Ask HN: What would you include in a tech curriculum? - spirodonfl
Imagine you&#x27;re asked to add your own topics and courses in a tech curriculum. What would you want to include?
======
AnimalMuppet
I'm going to talk about CS. And first, a disclaimer: I didn't major in CS, and
my degree was 34 years ago. This is based on my impressions of where CS is,
and may not reflect reality.

But I think that CS departments need to be split. There needs to be a CS
department, in the College of Science ( _not_ the College of Engineering,
where CS usually is), and a different Software Engineering department in the
College of Engineering.

I say this because it seems to me that CS and Software Engineering are two
separate sets of concerns, related but different. If someone had a chemistry
degree, say, we would not expect them to be prepared for a career as a
chemical engineer. At the same time, we expect a chemical engineering degree
to require a fair knowledge of chemistry.

My perception is that our current system is not preparing people for careers
as software engineers. It's preparing them for careers as computer scientists,
which is not the same thing. And, of those who graduate who stay in computers,
I'd guess that 95% of them will work as software engineers, and only 5% as
computer scientists.

What specifically would I change in the curriculum, to make a software
engineering (rather than CS) curriculum?

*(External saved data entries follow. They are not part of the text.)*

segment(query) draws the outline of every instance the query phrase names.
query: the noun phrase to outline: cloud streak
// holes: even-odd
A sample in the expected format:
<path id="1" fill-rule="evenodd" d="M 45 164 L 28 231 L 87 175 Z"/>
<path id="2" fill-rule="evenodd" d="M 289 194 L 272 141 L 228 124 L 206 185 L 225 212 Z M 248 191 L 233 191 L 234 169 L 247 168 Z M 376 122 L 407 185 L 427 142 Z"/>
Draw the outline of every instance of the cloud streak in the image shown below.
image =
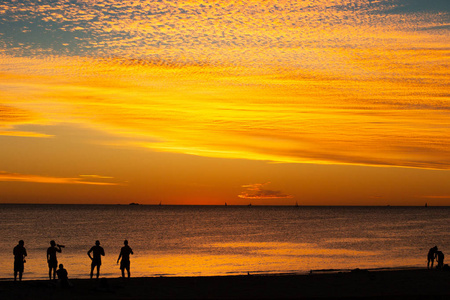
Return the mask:
<path id="1" fill-rule="evenodd" d="M 243 199 L 286 199 L 293 198 L 291 195 L 287 195 L 281 191 L 268 190 L 265 188 L 270 182 L 266 183 L 253 183 L 246 184 L 242 187 L 245 189 L 241 194 L 238 195 L 239 198 Z"/>
<path id="2" fill-rule="evenodd" d="M 51 135 L 44 133 L 17 131 L 13 129 L 16 125 L 33 123 L 39 123 L 39 118 L 33 112 L 0 104 L 0 136 L 51 137 Z"/>
<path id="3" fill-rule="evenodd" d="M 80 175 L 80 177 L 86 177 L 86 176 Z M 97 175 L 95 175 L 95 176 L 90 175 L 89 177 L 95 178 L 95 179 L 111 178 L 111 177 L 103 177 L 103 176 L 97 176 Z M 120 185 L 119 183 L 114 183 L 114 182 L 87 181 L 84 178 L 79 178 L 79 177 L 51 177 L 51 176 L 41 176 L 41 175 L 32 175 L 32 174 L 9 173 L 9 172 L 5 172 L 5 171 L 0 171 L 0 182 L 1 181 L 47 183 L 47 184 L 103 185 L 103 186 Z"/>

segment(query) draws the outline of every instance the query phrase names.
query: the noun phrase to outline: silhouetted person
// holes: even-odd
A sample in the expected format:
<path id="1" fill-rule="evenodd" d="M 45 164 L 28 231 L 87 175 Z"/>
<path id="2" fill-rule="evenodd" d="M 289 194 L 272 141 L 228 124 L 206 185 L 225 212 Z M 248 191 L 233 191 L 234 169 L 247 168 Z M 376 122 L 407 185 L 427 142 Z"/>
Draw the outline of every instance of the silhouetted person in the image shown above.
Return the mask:
<path id="1" fill-rule="evenodd" d="M 436 251 L 436 257 L 437 257 L 437 269 L 442 269 L 444 267 L 444 253 L 442 251 Z"/>
<path id="2" fill-rule="evenodd" d="M 56 279 L 56 268 L 58 267 L 56 252 L 61 253 L 61 246 L 56 245 L 55 241 L 50 241 L 50 247 L 47 249 L 48 277 L 50 280 L 52 280 L 52 271 L 53 279 Z"/>
<path id="3" fill-rule="evenodd" d="M 19 244 L 14 247 L 14 281 L 17 280 L 17 273 L 19 273 L 19 280 L 22 281 L 22 274 L 25 264 L 25 256 L 27 256 L 27 250 L 23 246 L 24 241 L 20 240 Z"/>
<path id="4" fill-rule="evenodd" d="M 133 254 L 133 250 L 128 246 L 128 241 L 123 242 L 125 246 L 120 249 L 119 258 L 117 258 L 117 263 L 119 263 L 120 258 L 120 270 L 122 271 L 122 277 L 125 278 L 125 269 L 128 273 L 128 278 L 130 278 L 130 254 Z"/>
<path id="5" fill-rule="evenodd" d="M 431 268 L 433 268 L 433 264 L 434 264 L 434 259 L 436 258 L 436 252 L 438 251 L 438 247 L 434 246 L 433 248 L 431 248 L 428 251 L 428 263 L 427 263 L 427 268 L 430 268 L 430 262 L 431 262 Z"/>
<path id="6" fill-rule="evenodd" d="M 92 256 L 91 256 L 92 252 Z M 94 268 L 97 267 L 97 278 L 100 276 L 100 266 L 102 265 L 102 256 L 105 256 L 105 250 L 100 247 L 100 241 L 95 241 L 95 246 L 87 252 L 89 258 L 92 260 L 91 263 L 91 279 L 94 274 Z"/>
<path id="7" fill-rule="evenodd" d="M 59 269 L 56 271 L 56 274 L 58 275 L 58 281 L 62 288 L 70 287 L 69 274 L 67 273 L 67 270 L 64 269 L 63 264 L 59 264 Z"/>

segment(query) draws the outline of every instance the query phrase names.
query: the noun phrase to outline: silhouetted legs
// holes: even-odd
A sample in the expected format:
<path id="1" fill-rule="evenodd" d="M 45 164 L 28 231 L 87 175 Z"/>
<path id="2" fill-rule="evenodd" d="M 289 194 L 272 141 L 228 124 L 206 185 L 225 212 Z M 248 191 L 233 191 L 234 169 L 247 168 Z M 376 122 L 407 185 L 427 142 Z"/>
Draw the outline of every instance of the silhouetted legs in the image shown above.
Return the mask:
<path id="1" fill-rule="evenodd" d="M 14 281 L 17 281 L 17 274 L 19 274 L 19 281 L 22 281 L 22 272 L 14 271 Z"/>
<path id="2" fill-rule="evenodd" d="M 125 269 L 127 270 L 128 278 L 130 278 L 130 267 L 122 268 L 122 278 L 125 278 Z"/>
<path id="3" fill-rule="evenodd" d="M 54 267 L 48 268 L 48 278 L 52 280 L 52 271 L 53 271 L 53 280 L 56 280 L 56 268 Z"/>
<path id="4" fill-rule="evenodd" d="M 442 251 L 436 252 L 437 256 L 437 269 L 442 269 L 444 267 L 444 253 Z"/>
<path id="5" fill-rule="evenodd" d="M 97 267 L 97 278 L 100 276 L 100 265 L 91 265 L 91 279 L 94 276 L 94 269 Z"/>
<path id="6" fill-rule="evenodd" d="M 434 264 L 434 257 L 432 259 L 428 258 L 428 263 L 427 263 L 427 268 L 430 268 L 430 262 L 431 262 L 431 268 L 433 269 L 433 264 Z"/>
<path id="7" fill-rule="evenodd" d="M 58 267 L 58 261 L 55 259 L 48 260 L 48 278 L 52 280 L 52 273 L 53 273 L 53 280 L 56 280 L 56 268 Z"/>

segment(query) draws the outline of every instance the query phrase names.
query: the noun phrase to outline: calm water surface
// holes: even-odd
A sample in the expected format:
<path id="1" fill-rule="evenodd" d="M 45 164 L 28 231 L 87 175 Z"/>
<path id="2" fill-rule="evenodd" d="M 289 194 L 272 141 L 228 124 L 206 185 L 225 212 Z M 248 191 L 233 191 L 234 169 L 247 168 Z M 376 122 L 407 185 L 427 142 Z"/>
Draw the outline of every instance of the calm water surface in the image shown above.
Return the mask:
<path id="1" fill-rule="evenodd" d="M 423 267 L 430 247 L 450 252 L 449 232 L 449 207 L 0 205 L 0 278 L 12 277 L 20 239 L 24 279 L 38 279 L 52 239 L 72 278 L 89 276 L 96 240 L 102 276 L 120 276 L 124 239 L 132 276 L 206 276 Z"/>

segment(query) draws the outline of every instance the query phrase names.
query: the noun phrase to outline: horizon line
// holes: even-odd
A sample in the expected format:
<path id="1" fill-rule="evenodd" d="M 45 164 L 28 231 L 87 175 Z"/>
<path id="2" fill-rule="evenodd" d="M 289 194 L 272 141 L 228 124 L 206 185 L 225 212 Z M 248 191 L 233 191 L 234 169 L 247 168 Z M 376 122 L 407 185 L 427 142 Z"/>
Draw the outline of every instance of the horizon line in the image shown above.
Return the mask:
<path id="1" fill-rule="evenodd" d="M 0 203 L 0 205 L 102 205 L 102 206 L 218 206 L 218 207 L 228 207 L 228 206 L 236 206 L 236 207 L 450 207 L 450 205 L 292 205 L 292 204 L 148 204 L 148 203 Z"/>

At a minimum, I'd have a class where
the students had to add a feature to an existing 200,000 line code base, where
the original authors were not available to them. I'd have a class that covered
several languages, with emphasis on the real-world strengths and weaknesses of
those languages - when to use them, and when to avoid them. I'd have a class
on tools used in software engineering - source code control systems, bug
databases, requirements databases, static analysis tools, profilers, and so
on. I'd have a class on dealing with social aspects, including detection of
psychopaths, dealing with toxic people and environments, dealing with
management, interviewing, and probably several other things I forgot. I'm sure
I missed some classes that are needed.